高速公路微网的储能容量配置与调度优化策略

doi:10.3969/j.issn.2097-0706.2025.02.003

摘要/Abstract

摘要：

为提高高速公路清洁能源利用率，实现储能设施科学经济配置与弹性优化调度，提出一种高速公路光储充微网的储能容量配置与调度优化模型，采用新型求解算法求解并进行仿真分析。基于路域气象信息及高速公路服务区负荷，建立了高速公路光储充微网数学模型，通过蒙特卡洛模拟分析服务区电动汽车充电负荷，基于高速公路服务区、管理中心、收费站、隧道的负荷特性，建立了高速公路微网负荷模型。从高速公路微网的经济性角度出发，建立了双层优化模型以综合实现微网储能系统的优化配置与优化调度，采用指数分布算法-混合整数规划算法（EDO-MILP）对模型进行求解。以攀大高速（四川境内）分布式光储示范项目为例，进行8 760 h的模拟与优化。结果表明，面向光伏装机容量2 MW、最大负荷约为800 kW的实际微网，引入1 131 kW·h/283 kW的储能设备，可实现系统年增收38.4万元，比无储能方案提升了42.8%，较经验方案提高了4.3%，实现了经济性的有效提升。此外，该配置方案还提升了微网系统对光伏绿电的消纳能力，较无储能方案，消纳能力提高了5.7%，较传统方案，提升了3.4%。
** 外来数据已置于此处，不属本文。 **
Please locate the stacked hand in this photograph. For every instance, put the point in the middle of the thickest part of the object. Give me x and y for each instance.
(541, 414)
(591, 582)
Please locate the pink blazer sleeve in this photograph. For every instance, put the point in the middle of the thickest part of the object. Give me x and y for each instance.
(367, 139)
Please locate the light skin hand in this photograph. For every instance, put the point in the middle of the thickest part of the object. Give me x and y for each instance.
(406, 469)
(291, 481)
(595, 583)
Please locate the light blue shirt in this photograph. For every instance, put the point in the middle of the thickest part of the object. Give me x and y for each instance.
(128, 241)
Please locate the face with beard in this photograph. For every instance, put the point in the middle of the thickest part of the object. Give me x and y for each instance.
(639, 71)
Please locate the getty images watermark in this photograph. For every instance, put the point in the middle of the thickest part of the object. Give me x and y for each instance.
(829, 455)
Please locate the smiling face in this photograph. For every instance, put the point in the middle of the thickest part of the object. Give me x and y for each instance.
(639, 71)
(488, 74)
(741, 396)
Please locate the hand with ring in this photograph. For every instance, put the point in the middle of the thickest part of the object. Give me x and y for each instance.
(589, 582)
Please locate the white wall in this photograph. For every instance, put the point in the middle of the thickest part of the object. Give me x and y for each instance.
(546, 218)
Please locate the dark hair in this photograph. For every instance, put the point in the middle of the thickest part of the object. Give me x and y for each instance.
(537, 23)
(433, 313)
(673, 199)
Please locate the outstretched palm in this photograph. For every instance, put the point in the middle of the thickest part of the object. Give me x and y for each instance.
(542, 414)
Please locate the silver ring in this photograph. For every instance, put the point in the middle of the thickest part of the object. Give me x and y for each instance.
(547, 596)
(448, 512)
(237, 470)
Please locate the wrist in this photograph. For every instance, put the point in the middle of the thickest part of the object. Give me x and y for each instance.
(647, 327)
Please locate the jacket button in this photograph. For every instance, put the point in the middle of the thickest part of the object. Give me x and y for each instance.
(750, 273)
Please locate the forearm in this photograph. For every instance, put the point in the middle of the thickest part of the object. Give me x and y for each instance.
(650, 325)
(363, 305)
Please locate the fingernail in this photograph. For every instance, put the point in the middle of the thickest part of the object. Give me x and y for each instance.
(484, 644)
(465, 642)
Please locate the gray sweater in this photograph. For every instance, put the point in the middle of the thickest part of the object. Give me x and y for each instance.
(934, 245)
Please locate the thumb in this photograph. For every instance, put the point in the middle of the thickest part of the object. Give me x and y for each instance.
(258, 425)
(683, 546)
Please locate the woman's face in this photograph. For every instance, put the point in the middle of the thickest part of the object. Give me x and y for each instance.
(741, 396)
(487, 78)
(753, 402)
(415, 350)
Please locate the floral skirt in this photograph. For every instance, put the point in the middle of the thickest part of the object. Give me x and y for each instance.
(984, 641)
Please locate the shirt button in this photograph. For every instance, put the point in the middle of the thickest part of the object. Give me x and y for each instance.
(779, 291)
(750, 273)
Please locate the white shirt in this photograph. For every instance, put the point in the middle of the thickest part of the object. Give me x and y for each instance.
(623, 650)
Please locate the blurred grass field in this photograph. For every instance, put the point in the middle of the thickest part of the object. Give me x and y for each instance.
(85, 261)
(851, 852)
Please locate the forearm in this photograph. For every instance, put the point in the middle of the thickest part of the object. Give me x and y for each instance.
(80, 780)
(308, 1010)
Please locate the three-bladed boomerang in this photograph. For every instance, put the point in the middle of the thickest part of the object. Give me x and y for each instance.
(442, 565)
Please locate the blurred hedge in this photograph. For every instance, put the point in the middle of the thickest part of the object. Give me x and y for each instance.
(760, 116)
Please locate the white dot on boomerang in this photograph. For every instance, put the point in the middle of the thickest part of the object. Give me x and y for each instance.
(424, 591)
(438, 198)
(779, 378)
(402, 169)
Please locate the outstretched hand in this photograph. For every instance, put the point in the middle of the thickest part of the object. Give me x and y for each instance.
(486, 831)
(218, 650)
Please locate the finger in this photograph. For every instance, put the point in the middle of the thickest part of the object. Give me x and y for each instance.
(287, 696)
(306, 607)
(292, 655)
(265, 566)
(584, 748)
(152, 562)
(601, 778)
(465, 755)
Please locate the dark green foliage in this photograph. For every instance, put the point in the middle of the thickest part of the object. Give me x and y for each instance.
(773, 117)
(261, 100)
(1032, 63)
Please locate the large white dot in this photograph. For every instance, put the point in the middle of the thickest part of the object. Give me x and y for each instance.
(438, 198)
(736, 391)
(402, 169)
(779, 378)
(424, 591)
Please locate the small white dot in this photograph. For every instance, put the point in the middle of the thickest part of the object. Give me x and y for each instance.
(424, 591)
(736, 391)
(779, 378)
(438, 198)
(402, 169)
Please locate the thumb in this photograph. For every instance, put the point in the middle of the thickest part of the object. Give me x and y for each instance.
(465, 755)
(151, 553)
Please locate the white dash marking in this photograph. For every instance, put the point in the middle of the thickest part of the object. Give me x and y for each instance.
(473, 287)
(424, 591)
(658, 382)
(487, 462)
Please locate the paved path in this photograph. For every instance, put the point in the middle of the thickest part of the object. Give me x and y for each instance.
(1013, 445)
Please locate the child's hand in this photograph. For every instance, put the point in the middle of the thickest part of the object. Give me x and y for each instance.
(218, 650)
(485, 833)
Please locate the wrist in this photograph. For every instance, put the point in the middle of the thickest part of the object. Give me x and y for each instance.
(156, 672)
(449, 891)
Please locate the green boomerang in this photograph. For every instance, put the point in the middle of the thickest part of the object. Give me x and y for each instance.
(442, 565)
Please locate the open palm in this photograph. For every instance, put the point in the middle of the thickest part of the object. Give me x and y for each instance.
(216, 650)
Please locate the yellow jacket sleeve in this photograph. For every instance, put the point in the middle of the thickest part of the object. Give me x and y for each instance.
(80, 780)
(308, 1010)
关键词: 交能融合, 双层优化模型, 指数分布算法, 混合整数规划

Abstract:

To improve the utilization of clean energy for highways and achieve the scientific and economical allocation and flexible scheduling optimization of energy storage facilities， an energy storage capacity allocation and scheduling optimization model for highway photovoltaic-storage-charging microgrids is proposed. A novel solution algorithm was used to solve the model and conduct simulation analysis. Based on meteorological information along the highways and load conditions of highway service areas， a mathematical model for the highway photovoltaic-storage-charging microgrids was established. Monte Carlo simulations were conducted to analyze the charging loads of electric vehicles in the service areas. Additionally， based on the load characteristics of highway service areas， management centers， toll stations， and tunnels， a highway microgrid load model was developed. From the perspective of the economic efficiency of highway microgrids， a bi-level optimization model was established to achieve integrated optimization of energy storage system allocation and scheduling. The （Exponential Distribution Optimizer-Mixed-Integer Linear Programming， EDO-MILP） algorithm was applied to solve the model. Taking the distributed photovoltaic-storage demonstration project on the Panzhihua-Dali Expressway （Sichuan section） as an example， simulation and optimization were conducted over a period of 8 760 h. The simulation results showed that for microgrids with a photovoltaic installed capacity of 2 MW and a maximum load of approximately 800 kW， the introduction of 1 131 kW·h/283 kW of energy storage devices led to an annual increase in system revenue of 384 000 yuan， effectively improving the economic efficiency. This was a 42.8% improvement compared to the non-energy storage scheme and a 4.3% improvement over the empirical scheme. Additionally， the allocation scheme increased the microgrid system's consumption capacity for photovoltaic green electricity. Compared to the non-energy storage scheme， the consumption capacity increased by 5.7%， and compared to the traditional scheme， it improved by 3.4%.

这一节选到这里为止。